To explore the molecular mechanism by which miR-182 functions in the protective effects of TMP in H₂O₂-induced injury, we performed TargetsScan and PicTar analyses to predict the target genes of miR-182 and identified BNIP3 as a potential target of miR-182, with the target site located in the 3′-UTR (Fig. 5A). To validate this bioinformatic predication, we established the luciferase reporter plasmids containing the wt or mut 3′-UTR segments of BNIP3. The luciferase reporter assay revealed that miR-182 mimics significantly inhibited the luciferase activity compared with the mimic NC, while miR-182 inhibitor significantly enhanced the luciferase activity compared with the inhibitor NC (Fig. 5B). Additionally, miR-182 mimics or inhibitor did not markedly affect luciferase activity when the targeted BNIP3 sequence was mutated in the miR-182-binding site (Fig. 5B). To further confirm that BNIP3 expression is regulated by miR-182, BNIP3 protein expression was analyzed by western blotting. We found that the expression levels of BNIP3 were notably downregulated by miR-182 mimics, but markedly enhanced by miR-182 inhibitor (Fig. 5C). Taken together, these findings indicated that miR-182 inhibit the expression of BNIP3, further suggesting that the miR-182/BNIP3 axis may be involved in the protective effects of TMP in H₂O₂-induced injury.
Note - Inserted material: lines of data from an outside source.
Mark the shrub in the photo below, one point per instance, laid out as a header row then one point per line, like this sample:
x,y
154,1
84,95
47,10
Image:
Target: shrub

BNIP3 is a well-known effector of the mitochondria-mediated apoptosis, which induces the formation of the pathological mitochondrial permeability transition pore (40,41). Thus, we sought to determine whether TMP could regulate the mitochondrial apoptotic pathway via the miR-182/BNIP3 axis. Western blotting was performed to detect the expression levels of apoptosis-related proteins in PRGCs transfected with miR-182 inhibitor prior to H₂O₂ and TMP treatment. As presented in Fig. 6A, H₂O₂ treatment significantly increased the expression of pro-apoptotic proteins (BNIP3, Bax, cle-caspase-3 and cle-PARP) and decreased that of anti-apoptotic Bcl-2, compared with the control group. Of note, the levels of these pro-apoptotic proteins were suppressed, whereas the anti-apoptotic protein was upregulated after TMP pretreatment. However, these effects of TMP were attenuated by miR-182 inhibitor. cyto c release from mitochondria into the cytosol is a critical event in apoptosis (42). Therefore, we further detected the effects of TMP on cyto c release. The data showed that H₂O₂ treatment induced the release of cyto c from the mitochondria, which was attenuated by TMP. However, the inhibitory effects of TMP were significantly reversed by knockdown of miR-182 (Fig. 6B). In addition, whether TMP could reduce the H₂O₂-induced Δψm loss was investigated as dysregulated mitochondrial function causes the loss of Δψm. As presented in Fig. 6C, H₂O₂ treatment resulted in decreased red/green fluorescence ratio, which indicated that Δψm had dissipated, whereas TMP pretreatment attenuated H₂O₂-induced Δψm loss. However, knockdown of miR-182 significantly suppressed the promoting effects of TMP on Δψm. These results suggest that TMP may attenuate H₂O₂-induced PRGC apoptosis via the miR-182/mitochondrial apoptotic pathway.